After realising the nearest Coeliac UK group was in Blackpool and Fylde, Anna asked Coeliac UK if a Preston group could be created and she is thrilled a new group has now been launched.

Anna set up the Facebook group Preston and Lancashire Coeliac Disease Support to make connections with other coeliacs living locally.

She says: “I wanted to get in touch with people locally going through the same things as me, getting to grips with a gluten free diet and living with coeliac disease.

“We can help each other so much with support and even just sharing things like where there’s a chippy that does gluten free batter!

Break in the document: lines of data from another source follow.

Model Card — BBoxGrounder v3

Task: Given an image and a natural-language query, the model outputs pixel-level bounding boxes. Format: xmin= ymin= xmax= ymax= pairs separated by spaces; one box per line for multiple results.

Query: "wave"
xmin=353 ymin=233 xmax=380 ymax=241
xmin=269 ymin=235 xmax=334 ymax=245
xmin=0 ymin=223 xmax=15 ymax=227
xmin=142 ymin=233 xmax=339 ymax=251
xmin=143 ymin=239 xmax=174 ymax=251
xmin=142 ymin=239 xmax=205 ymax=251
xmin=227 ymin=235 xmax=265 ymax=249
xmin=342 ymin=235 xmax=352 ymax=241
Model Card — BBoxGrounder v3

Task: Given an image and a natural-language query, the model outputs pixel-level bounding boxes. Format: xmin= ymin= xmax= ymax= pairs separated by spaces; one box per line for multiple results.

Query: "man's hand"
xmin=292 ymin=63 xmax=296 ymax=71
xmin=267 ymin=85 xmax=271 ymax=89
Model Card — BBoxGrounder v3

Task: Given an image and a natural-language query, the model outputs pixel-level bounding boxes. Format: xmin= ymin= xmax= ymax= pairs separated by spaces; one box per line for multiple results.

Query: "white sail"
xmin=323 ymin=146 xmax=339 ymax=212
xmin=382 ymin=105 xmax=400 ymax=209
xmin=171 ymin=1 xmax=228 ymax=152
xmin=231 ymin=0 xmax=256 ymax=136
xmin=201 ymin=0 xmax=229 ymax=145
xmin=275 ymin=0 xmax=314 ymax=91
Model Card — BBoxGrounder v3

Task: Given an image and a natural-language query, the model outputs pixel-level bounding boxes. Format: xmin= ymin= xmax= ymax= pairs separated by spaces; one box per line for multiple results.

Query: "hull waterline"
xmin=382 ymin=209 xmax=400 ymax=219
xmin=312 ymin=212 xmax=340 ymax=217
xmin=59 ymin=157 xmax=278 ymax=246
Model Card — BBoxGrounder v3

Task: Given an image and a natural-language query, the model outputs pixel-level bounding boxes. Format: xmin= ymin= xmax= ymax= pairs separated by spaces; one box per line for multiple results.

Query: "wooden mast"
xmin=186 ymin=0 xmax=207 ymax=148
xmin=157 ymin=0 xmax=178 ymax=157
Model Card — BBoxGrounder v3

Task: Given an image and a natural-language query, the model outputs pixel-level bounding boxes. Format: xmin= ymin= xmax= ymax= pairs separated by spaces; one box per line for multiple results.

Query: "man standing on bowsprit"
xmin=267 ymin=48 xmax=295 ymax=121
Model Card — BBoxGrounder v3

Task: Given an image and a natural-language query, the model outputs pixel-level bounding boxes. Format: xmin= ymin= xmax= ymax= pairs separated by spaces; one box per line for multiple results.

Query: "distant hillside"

“Having met up with people from the Facebook group a few times, we decided to approach Coeliac UK to set up an
official group supported by the charity.

“It hasn’t taken all that long to do and already we’ve got strong group of volunteers who are giving up their time to make the group a success.”

Miranda Brooks, Coeliac UK’s head of volunteering says: “Our local groups are a very important part of our support network to members with coeliac disease and dermatitis herpetiformis.

“They are a great source of information locally and bring people together to share their experiences of living gluten free and support one another.

“It is always exciting to launch a new local group such as the Preston one. We have more than 400 members in the area.”